Current community infrastructure includes:
- Kalkallo Common (a 9.8 ha crown land grassland reserve managed by Hume City Council)
- Kalkallo Cemetery
- Kalkallo CFA
- John Laffan Memorial Reserve (an 8ha reserve containing two ovals)

===New housing developments===
As a result of the urban growth boundary expansion, there have been a number of new housing developments established:
- Merrifield – Merrifield is an 880 hectare $8 Billion mixed-use development located on the corner of Donnybrook Road and the Hume Highway. Merrifield has been planned as an integrated mixed use development with capacity to provide 20,000 new jobs and homes for up to 30,000 people.
- Cloverton – Located around the Ball Hill area, plans include a large metropolitan activity centre and a future train station north of Donnybrook. Cloverton will eventually house 30,000 residents.
- Kallo – A smaller development north of Donnybrook Road that will border Merri Creek, close to the existing Donnybrook railway station.

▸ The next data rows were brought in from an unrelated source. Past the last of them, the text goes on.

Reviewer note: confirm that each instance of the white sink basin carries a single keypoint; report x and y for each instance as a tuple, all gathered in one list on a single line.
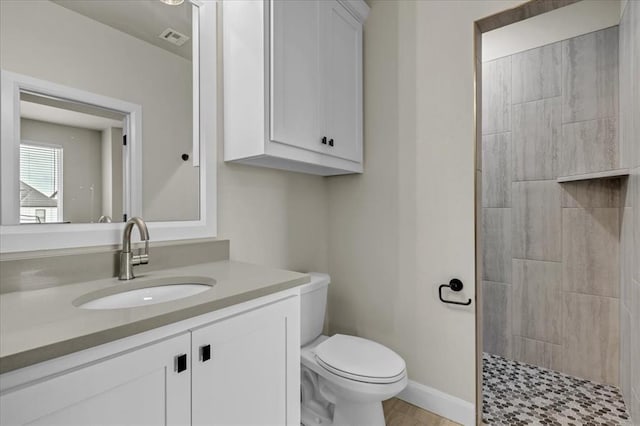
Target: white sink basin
[(131, 294)]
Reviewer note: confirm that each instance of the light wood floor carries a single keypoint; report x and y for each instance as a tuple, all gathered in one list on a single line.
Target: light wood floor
[(400, 413)]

Master plans outline 730 homes with 2000 residents with facilities such as a community centre, primary school, open space, nature reserve and town centre.
- The Woods – Mickleham

==Transport==
===Bus===
Two bus routes serve Kalkallo:
  - Donnybrook station – Mandalay (Beveridge) via Olivine (Donnybrook), operated by CDC Melbourne
  - Donnybrook station – Craigieburn station via Mickleham, operated by Dysons

===Train===
The nearest railway station is Donnybrook station, served by regional V/Line trains on the Seymour and Shepparton lines.

==Education==

Kalkallo has three primary schools:

- Gilgai Plains Primary School (opened 2022)
- Banum Warrik Primary School (opened 2024)
- Hume Anglican College (Kalkallo Campus)

==See also==
- City of Whittlesea – Kalkallo was previously within this local government area.